عَنْ سَعْدٍ قَالَ رَأَيْتُ بِشِمَالِ النَّبِيِّ صَلَّى اللَّهُ عَلَيْهِ وَسَلَّمَ وَيَمِينِهِ رَجُلَيْنِ عَلَيْهِمَا ثِيَابٌ بِيضٌ يَوْمَ أُحُدٍ مَا رَأَيْتُهُمَا قَبْلُ وَلَا بَعْدُ

Dari Sa'd dia berkata; saya melihat di samping kanan dan kiri Nabi shallallahu 'alaihi wasallam dua orang laki-laki tengah mengenakan pakaian serba putih pada waktu perang Uhud, aku tidak pernah melihat sebelum dan sesudahnya "[HR Bukhori Muslim]

عَنْ أبِى ذَرٍّ رَضِيَ اللَّهُ عَنْهُ حَدَّثَهُ قَالَ أَتَيْتُ النَّبِيَّ صَلَّى اللَّهُ عَلَيْهِ وَسَلَّمَ وَعَلَيْهِ ثَوْبٌ أَبْيَضُ وَهُوَ نَائِمٌ ثُمَّ أَتَيْتُهُ وَقَدْ اسْتَيْقَظَ فَقَالَ مَا مِنْ عَبْدٍ قَالَ لَا إِلَهَ إِلَّا اللَّهُ ثُمَّ مَاتَ عَلَى ذَلِكَ إِلَّا دَخَلَ الْجَنَّةَ قُلْتُ وَإِنْ زَنَى وَإِنْ سَرَقَ قَالَ وَإِنْ زَنَى وَإِنْ سَرَقَ قُلْتُ وَإِنْ زَنَى وَإِنْ سَرَقَ قَالَ وَإِنْ زَنَى وَإِنْ سَرَقَ قُلْتُ وَإِنْ زَنَى وَإِنْ سَرَقَ قَالَ وَإِنْ زَنَى وَإِنْ سَرَقَ عَلَى رَغْمِ أَنْفِ أَبِي ذَرٍّ وَكَانَ أَبُو ذَرٍّ إِذَا حَدَّثَ بِهَذَا قَالَ وَإِنْ رَغِمَ أَنْفُ أَبِي ذَرٍّ قَالَ أَبُو عَبْد اللَّهِ هَذَا عِنْدَ الْمَوْتِ أَوْ قَبْلَهُ إِذَا تَابَ وَنَدِمَ وَقَالَ لَا إِلَهَ إِلَّا اللَّهُ غُفِرَ لَهُ

Dari Abu Dzar radliallahu 'anhu telah menceritakan kepadanya, dia berkata; "Saya pernah menemui Nabi shallallahu 'alaihi wasallam sementara beliau sedang tidur sambil mengenakan baju putih, lalu aku datang menemuinya dan beliau pun terbangun, beliau bersabda : "Tidaklah seorang hamba yang mengucapkan "LA ILAAHA ILLALLAH" kemudian mati karena itu melainkan ia akan masuk surga. " Tanyaku selanjutnya; "Walaupun dia berzina dan mencuri? " beliau menimpali : "Walaupun dia pernah berzina dan mencuri. " Tanyaku lagi; "Walaupun dia pernah berzina dan mencuri? " beliau menjawab: "Walaupun dia pernah berzina dan mencuri. " Tanyaku lagi; 'Walaupun dia pernah berzina dan mencuri? " beliau menjawab: "Walaupun dia pernah berzina dan mencuri. " -walaupun sepertinya Abu Dzar kurang puas- Apabila Abu Dzar menceritakan hal ini, maka dia akan mengatakan; "Walaupun" sepertinya Abu Dzar kurang puas.
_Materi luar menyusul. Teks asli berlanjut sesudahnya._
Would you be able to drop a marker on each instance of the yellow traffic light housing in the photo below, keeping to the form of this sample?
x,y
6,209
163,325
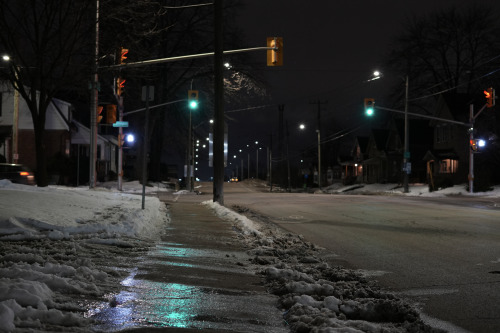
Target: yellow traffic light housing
x,y
123,55
490,97
120,86
275,51
193,99
99,112
110,113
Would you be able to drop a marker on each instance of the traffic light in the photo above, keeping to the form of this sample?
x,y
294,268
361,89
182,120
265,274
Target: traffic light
x,y
99,112
490,97
275,55
477,144
120,86
193,99
111,113
123,55
369,106
473,145
121,140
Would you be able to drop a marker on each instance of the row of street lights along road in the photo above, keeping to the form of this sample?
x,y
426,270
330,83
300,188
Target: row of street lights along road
x,y
274,48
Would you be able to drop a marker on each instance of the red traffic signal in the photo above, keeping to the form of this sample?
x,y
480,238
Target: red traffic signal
x,y
490,97
120,86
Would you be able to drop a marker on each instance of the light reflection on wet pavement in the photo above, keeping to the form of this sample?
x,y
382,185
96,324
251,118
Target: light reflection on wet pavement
x,y
190,288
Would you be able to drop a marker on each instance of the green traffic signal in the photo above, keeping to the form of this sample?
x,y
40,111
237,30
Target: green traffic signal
x,y
193,104
369,106
193,99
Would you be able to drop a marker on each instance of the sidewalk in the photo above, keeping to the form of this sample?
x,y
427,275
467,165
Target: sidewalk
x,y
199,277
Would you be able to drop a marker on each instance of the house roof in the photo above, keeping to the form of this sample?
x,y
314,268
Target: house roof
x,y
453,106
381,137
362,142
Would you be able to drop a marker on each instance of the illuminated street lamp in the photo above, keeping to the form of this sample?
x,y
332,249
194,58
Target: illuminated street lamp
x,y
15,119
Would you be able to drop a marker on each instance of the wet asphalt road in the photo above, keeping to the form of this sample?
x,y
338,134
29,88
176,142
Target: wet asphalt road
x,y
443,253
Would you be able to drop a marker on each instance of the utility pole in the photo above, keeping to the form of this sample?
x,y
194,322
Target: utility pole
x,y
218,186
93,105
406,155
318,130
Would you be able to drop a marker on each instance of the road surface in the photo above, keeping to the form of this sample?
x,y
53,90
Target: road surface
x,y
443,253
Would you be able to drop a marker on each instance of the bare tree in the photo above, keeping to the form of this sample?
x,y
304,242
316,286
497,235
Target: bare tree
x,y
46,40
448,50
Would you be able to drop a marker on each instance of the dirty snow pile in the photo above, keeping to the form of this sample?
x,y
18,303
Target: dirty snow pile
x,y
55,246
314,296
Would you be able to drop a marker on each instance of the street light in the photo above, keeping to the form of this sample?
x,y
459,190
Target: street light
x,y
15,115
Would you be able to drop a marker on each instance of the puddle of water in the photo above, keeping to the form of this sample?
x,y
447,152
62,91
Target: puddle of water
x,y
147,303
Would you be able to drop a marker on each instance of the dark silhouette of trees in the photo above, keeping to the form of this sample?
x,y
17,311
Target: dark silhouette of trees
x,y
45,41
450,50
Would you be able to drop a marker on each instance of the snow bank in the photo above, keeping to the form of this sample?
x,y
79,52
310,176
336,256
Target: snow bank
x,y
59,246
314,296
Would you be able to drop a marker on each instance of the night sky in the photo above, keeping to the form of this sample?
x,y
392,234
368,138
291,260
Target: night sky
x,y
331,49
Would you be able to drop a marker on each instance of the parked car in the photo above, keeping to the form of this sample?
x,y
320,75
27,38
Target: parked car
x,y
17,173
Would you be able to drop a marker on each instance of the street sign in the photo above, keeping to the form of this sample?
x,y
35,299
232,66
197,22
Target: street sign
x,y
121,124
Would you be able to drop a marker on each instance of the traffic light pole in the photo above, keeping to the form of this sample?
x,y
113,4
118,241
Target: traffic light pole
x,y
472,118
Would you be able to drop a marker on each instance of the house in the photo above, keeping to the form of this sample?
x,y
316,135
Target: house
x,y
383,157
66,140
448,159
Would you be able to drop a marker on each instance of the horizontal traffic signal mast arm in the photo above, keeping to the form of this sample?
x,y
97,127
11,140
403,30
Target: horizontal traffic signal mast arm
x,y
186,57
424,116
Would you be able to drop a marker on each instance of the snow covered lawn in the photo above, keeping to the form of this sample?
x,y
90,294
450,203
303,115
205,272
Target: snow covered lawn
x,y
55,250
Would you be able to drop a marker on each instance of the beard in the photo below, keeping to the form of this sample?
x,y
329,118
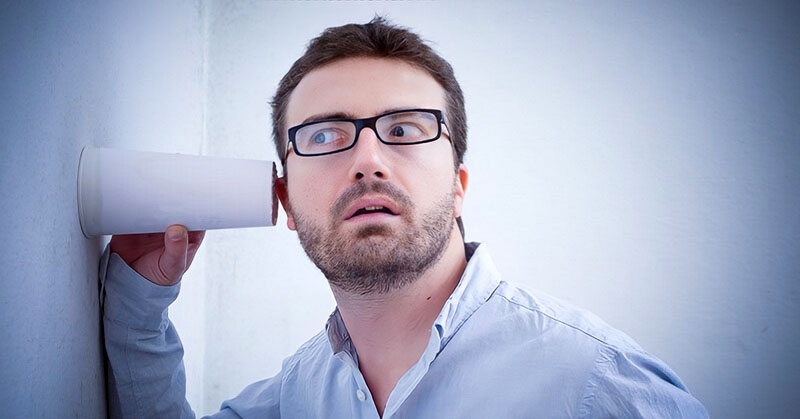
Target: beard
x,y
377,258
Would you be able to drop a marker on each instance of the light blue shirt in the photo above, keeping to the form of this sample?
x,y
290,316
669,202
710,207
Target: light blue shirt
x,y
495,351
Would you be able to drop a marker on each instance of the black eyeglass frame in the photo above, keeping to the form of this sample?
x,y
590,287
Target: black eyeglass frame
x,y
367,123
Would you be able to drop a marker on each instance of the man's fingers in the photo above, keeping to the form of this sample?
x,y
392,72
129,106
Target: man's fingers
x,y
172,262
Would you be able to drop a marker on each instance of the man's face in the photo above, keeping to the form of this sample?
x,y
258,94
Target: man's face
x,y
379,251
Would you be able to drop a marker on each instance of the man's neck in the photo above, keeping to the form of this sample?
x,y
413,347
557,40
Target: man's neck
x,y
391,331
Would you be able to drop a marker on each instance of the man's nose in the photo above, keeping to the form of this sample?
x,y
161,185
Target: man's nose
x,y
369,160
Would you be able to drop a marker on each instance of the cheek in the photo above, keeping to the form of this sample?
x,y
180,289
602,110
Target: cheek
x,y
309,197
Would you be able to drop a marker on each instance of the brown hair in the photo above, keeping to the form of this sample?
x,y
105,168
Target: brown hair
x,y
378,38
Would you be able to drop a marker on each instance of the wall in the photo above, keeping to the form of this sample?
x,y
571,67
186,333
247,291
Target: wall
x,y
123,75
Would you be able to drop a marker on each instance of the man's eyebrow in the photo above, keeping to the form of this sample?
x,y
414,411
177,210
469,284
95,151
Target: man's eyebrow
x,y
339,114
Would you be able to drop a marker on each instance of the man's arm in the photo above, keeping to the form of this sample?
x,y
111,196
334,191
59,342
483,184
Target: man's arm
x,y
145,374
637,385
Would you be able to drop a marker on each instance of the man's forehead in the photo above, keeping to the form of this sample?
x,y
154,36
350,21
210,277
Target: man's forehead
x,y
362,87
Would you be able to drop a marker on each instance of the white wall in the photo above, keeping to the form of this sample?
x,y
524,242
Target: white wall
x,y
639,160
124,75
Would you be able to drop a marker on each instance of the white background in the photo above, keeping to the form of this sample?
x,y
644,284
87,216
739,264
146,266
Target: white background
x,y
637,159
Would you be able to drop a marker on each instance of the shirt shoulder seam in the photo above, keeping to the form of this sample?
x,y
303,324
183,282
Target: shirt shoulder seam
x,y
533,309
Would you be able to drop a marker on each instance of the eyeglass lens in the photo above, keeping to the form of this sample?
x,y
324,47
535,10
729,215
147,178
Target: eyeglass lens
x,y
399,128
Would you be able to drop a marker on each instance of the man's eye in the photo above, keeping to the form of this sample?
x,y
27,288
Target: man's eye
x,y
397,131
324,137
405,131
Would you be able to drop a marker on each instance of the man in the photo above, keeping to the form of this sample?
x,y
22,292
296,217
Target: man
x,y
371,130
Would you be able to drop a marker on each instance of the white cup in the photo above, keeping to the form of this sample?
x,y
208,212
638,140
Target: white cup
x,y
126,192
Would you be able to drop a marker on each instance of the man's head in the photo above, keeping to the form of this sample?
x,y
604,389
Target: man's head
x,y
373,217
376,39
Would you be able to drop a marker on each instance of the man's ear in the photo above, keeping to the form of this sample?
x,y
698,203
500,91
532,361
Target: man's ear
x,y
283,195
462,179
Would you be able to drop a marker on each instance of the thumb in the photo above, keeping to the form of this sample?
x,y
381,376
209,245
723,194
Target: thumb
x,y
172,261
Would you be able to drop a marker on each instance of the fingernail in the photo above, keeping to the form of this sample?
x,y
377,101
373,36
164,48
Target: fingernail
x,y
175,234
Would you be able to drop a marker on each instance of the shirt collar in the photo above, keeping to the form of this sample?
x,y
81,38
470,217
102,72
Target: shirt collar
x,y
478,282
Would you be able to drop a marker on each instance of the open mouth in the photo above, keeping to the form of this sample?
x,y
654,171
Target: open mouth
x,y
372,208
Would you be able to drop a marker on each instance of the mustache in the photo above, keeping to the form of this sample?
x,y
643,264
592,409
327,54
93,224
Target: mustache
x,y
360,189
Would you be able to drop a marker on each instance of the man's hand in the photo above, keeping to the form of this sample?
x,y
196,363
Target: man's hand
x,y
162,258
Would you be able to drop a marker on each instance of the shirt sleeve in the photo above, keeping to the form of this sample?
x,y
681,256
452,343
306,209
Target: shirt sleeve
x,y
145,374
637,385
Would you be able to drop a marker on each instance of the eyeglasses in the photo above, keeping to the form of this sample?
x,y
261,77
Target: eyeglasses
x,y
402,127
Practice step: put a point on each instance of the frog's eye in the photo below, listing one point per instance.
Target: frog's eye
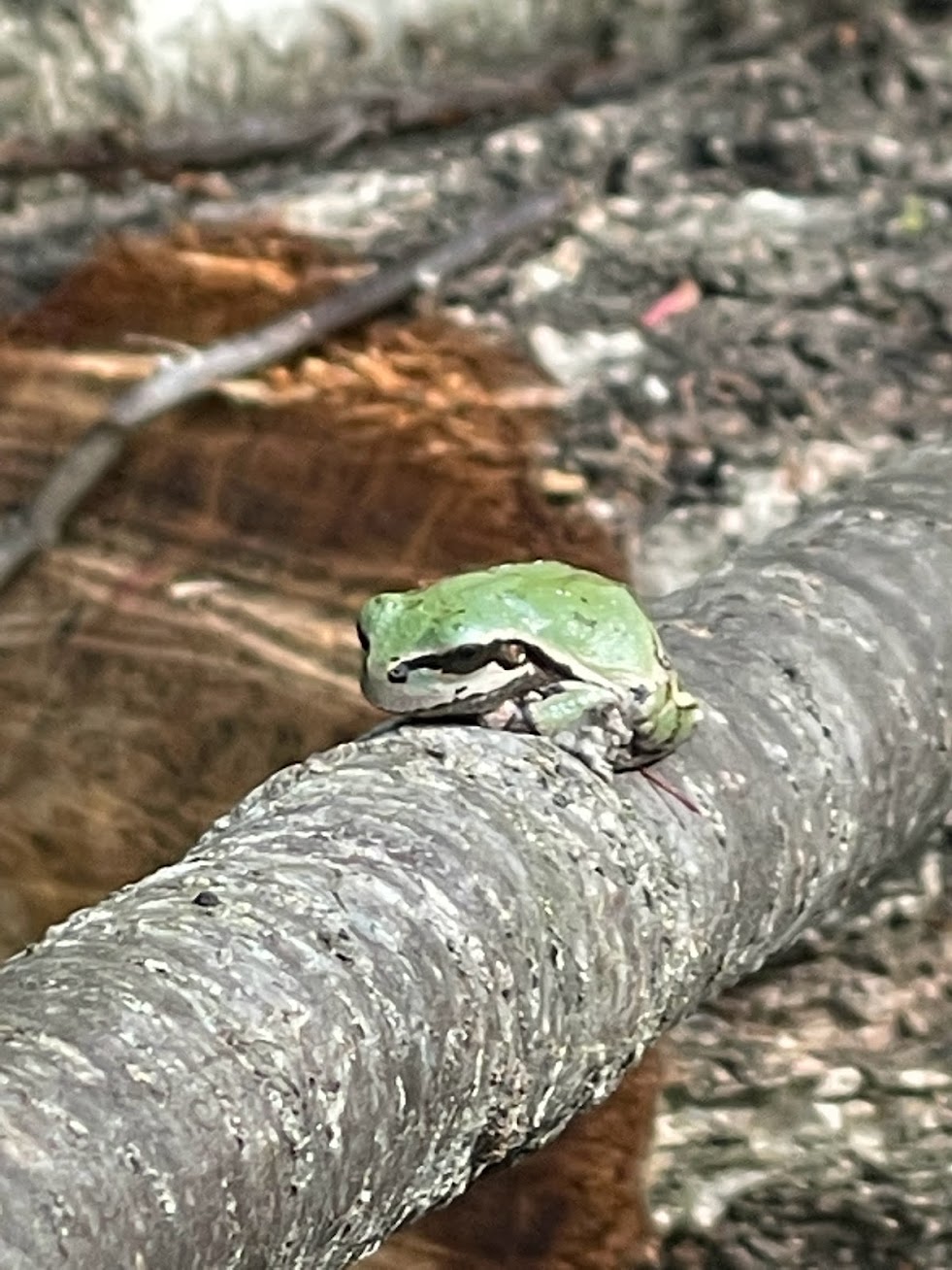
(466, 658)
Abu Abdullah mengatakan; "Hal ini jika terjadi ketika seorang hamba itu meninggal atau sebelum dia meninggal lalu bertaubat dan menyesali perbuatannya serta mengucapkan "LAA ILAAHA ILLALLAH", maka dosa-dosanya akan terampuni" [HR Muslim]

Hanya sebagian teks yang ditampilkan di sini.